Good morning all...wondering if someone here can help. I am looking for a really high fiber bread recipe. 
Thanks :lips:


----------



## ishbel (Jan 5, 2007)

Qahtan (a member here) has posted lots of bread recipes. I'm sure if you do a search, you will find one of her delicious wholemeal bread recipes.


----------



## qahtan (Dec 7, 2003)

I don't have any specific recipe, I juggle with my basic one, swapping some of my white flour for, multigrain, milled flax, I don't like whole flax seeds and if it is milled the oil is released from the seed.
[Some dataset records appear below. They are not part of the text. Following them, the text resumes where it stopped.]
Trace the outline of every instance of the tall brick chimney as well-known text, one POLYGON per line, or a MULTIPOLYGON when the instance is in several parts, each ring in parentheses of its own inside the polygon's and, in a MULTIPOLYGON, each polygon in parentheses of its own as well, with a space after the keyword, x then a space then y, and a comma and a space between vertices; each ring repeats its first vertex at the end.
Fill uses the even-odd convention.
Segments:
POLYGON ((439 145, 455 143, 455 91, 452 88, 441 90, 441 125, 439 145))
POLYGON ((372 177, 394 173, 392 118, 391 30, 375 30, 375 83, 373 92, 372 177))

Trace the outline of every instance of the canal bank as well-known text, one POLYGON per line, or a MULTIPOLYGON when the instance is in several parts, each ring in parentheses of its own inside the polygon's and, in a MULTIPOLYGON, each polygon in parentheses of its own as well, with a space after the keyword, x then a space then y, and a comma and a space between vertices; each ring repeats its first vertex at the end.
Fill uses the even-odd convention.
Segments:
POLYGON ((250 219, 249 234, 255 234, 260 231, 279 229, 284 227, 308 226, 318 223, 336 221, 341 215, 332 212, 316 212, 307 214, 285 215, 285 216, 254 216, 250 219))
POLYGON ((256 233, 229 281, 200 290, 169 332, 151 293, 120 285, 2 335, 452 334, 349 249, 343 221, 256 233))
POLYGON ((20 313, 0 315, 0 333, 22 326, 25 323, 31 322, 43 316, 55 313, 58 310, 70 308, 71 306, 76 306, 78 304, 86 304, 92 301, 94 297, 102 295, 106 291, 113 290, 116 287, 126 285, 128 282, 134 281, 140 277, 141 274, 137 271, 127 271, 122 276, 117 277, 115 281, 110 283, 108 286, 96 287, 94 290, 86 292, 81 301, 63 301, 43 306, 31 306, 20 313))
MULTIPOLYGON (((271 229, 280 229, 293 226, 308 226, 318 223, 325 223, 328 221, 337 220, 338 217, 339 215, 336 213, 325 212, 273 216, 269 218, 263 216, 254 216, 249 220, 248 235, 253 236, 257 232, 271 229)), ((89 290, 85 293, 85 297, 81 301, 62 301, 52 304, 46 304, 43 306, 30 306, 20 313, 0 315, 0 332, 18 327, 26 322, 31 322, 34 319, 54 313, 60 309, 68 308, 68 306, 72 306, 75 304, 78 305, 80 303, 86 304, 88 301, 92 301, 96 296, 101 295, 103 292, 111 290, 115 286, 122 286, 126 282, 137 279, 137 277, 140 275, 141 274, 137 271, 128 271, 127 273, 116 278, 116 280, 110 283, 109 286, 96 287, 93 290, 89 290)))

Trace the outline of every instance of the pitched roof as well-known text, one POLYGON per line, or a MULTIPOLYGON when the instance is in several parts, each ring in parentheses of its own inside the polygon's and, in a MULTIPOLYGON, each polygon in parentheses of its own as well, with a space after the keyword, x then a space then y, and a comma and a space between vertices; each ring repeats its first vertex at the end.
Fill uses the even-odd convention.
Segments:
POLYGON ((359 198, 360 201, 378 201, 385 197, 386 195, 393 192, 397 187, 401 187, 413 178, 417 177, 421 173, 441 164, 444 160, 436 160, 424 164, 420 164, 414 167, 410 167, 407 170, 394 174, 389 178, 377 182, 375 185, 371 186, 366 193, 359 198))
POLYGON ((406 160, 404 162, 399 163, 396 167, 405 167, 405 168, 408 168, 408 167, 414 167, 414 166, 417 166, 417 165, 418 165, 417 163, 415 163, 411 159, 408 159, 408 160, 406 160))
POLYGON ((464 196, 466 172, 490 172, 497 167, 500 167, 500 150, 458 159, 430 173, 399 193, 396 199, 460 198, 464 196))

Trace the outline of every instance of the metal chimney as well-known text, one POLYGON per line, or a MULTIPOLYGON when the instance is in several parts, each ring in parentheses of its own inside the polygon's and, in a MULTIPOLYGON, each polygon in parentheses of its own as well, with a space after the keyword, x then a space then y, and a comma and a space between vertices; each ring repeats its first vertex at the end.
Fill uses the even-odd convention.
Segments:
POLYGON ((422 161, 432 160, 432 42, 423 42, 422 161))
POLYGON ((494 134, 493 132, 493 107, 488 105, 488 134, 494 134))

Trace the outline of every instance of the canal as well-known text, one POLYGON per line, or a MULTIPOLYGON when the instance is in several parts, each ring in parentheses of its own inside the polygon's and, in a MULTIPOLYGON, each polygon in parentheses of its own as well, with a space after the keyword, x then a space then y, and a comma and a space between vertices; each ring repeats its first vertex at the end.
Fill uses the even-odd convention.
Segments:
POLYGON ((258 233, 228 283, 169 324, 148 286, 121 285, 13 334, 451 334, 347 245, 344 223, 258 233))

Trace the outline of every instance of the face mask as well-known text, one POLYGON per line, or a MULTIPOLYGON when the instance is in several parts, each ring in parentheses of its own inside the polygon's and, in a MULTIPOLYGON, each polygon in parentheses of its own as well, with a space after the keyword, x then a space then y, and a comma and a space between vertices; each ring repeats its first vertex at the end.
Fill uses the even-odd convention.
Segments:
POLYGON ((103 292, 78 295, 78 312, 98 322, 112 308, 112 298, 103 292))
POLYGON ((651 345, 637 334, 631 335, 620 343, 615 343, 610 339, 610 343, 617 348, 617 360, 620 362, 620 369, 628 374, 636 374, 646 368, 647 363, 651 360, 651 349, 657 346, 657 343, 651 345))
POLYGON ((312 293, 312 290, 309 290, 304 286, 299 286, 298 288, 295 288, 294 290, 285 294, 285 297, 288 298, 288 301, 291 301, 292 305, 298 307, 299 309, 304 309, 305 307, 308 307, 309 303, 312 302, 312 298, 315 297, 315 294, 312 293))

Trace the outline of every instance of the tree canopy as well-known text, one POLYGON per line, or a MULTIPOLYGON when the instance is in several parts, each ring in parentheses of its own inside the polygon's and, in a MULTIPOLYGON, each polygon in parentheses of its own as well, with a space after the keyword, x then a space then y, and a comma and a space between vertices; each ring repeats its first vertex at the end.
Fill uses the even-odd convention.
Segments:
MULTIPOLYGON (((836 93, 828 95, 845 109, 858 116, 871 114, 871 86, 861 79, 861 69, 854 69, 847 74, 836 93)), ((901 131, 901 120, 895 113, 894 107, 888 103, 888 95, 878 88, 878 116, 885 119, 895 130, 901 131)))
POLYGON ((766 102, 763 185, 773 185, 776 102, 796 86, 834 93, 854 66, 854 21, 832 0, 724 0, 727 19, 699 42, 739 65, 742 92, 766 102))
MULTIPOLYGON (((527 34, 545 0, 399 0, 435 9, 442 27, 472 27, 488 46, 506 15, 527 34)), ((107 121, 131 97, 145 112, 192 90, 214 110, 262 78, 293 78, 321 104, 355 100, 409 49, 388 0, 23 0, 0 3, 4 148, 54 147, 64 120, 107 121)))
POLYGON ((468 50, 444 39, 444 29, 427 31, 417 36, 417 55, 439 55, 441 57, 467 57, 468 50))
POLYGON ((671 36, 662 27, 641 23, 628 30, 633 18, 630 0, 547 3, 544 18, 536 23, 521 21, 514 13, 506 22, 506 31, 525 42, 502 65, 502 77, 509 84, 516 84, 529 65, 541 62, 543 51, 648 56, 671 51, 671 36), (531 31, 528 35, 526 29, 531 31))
I tried oatmeal, organic large flake, first I soaked a cup of the oat flakes in hot water, then added that to my bread, but found that to be a waste of time, so now I use a cup of the 
dry rolled oats. 
Some times I go with toasted walnuts and walnut oil instead of butter, and Guinness or ale instead of water.
I find that you can do all manner of things to get a decent loaf of bread with so many varieties. Maybe cheese, maybe sweeter and dried fruit added, or some times made into rolls/buns.I do some times follow a recipe but basically it's the basic one jiggled. ;-)
Home milled whole wheat also gets a little malt added to the recipe. 
Remember that bread dough is it's own boss, if your recipe is right then the dough will rise when it is ready, not to any time. I just leave my dough in an oiled very large stainless steal bowl, also over the top of the dough, cover with a plastic bowl cover, those that look like a shower cap;-). it takes some where around an hour some times longer on the counter. qahtan

6 ½ cups flour plus or minus
3 cups water
1 tablespoon sugar
½ cup melted butter
1 ½ teaspoons salt
2 ½ teaspoons yeast or 1 ½ inch cube fresh yeast

The enclosed pictures to show you how it is when it goes in the oven.

placed dough in pan


ready to put in oven


oven spring


finished


----------



## salliem (Nov 3, 2006)

qahtan,

thanks for the recipe, I'll give it a try...


----------



## cookie jim (Apr 24, 2007)

salliem; to a whole wheat recipie add a couple cups steamed brown rice,wheat bran and wheat germ. flax seed is a excellant choice,grind in a coffee mill. For health I also use soy letchethin and edible yeast obtained at the health food store..good cookin...cookie


----------